Move enum explanations and health checks from cuda_core to cuda_bindings#1805
Move enum explanations and health checks from cuda_core to cuda_bindings#1805rwgk wants to merge 20 commits intoNVIDIA:mainfrom
Conversation
…VIDIA#1712) The explanation dicts are fundamentally tied to the bindings version, so they belong in cuda_bindings. This copies them (keeping the cuda_core originals for backward compatibility) and adds the corresponding health tests under cuda_bindings/tests/. Made-with: Cursor
These tests now live in cuda_bindings/tests/test_enum_explanations.py, where they belong alongside the explanation dicts they verify. Made-with: Cursor
…llback (NVIDIA#1712) Each explanation module now tries to import the authoritative dict from cuda.bindings._utils (ModuleNotFoundError-guarded) and falls back to its own copy for older cuda-bindings that don't ship it yet. Smoke tests added for both dicts. Made-with: Cursor
NVIDIA#1712) Rename explanation dicts to _EXPLANATIONS / _FALLBACK_EXPLANATIONS, add _CTK_MAJOR_MINOR_PATCH to each module, and enforce that the cuda_core fallback copy is as new as (and in-sync with) cuda_bindings. Parametrize the smoke and version-check tests to cover both driver and runtime without duplication. Made-with: Cursor
…tring (NVIDIA#1712) Made-with: Cursor
|
Auto-sync is disabled for draft pull requests in this repository. Workflows must be run manually. Contributors can view more details about this message here. |
|
/ok to test |
|
|
/ok to test |
|
For easy reference, the CI at commit fb12195 was successful: (I'm about to push git merge master, which will hide it. Not rerunning the CI for now, waiting for a review.) |
|
What's stopping us from moving this codegen into the code generator and re-exporting it here to avoid breaking stuff? We can't continue to live with steps like "copy x manually". Let's just do the work to move it to the generator. It doesn't really make sense that we've got tools parsing C headers in Python and producing code from that, and yet we're still copying dictionaries by hand. |
| RUNTIME_CUDA_ERROR_EXPLANATIONS = { | ||
| _FALLBACK_EXPLANATIONS = { | ||
| 0: ( | ||
| "The API call returned with no errors. In the case of query calls, this" |
There was a problem hiding this comment.
Do we have to duplicate this error text list? Can we hoist it into a central location?

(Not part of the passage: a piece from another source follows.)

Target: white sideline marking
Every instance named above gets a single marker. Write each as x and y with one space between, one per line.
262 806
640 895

There was a problem hiding this comment.
Do we have to duplicate this error text list?
Originally my proposal was to avoid this copy (see the #1712 issue description, Backward compatibility section), but @leofang argued for vendoring (see issue comments).
Can we hoist it into a central location?
Not if we want future cuda-core releases to produce the enhanced error messages even if used in combination with cuda-binding releases made before this PR was merged.
On balance, I still feel the better compromise is to delete this copy, and to change cuda_core/cuda/core/_utils/cuda_utils.pyx to skip enhancing the error messages if the dict is not in cuda-bindings. It's really only a nice-to-have that will be easy to get back by using the latest cuda-bindings.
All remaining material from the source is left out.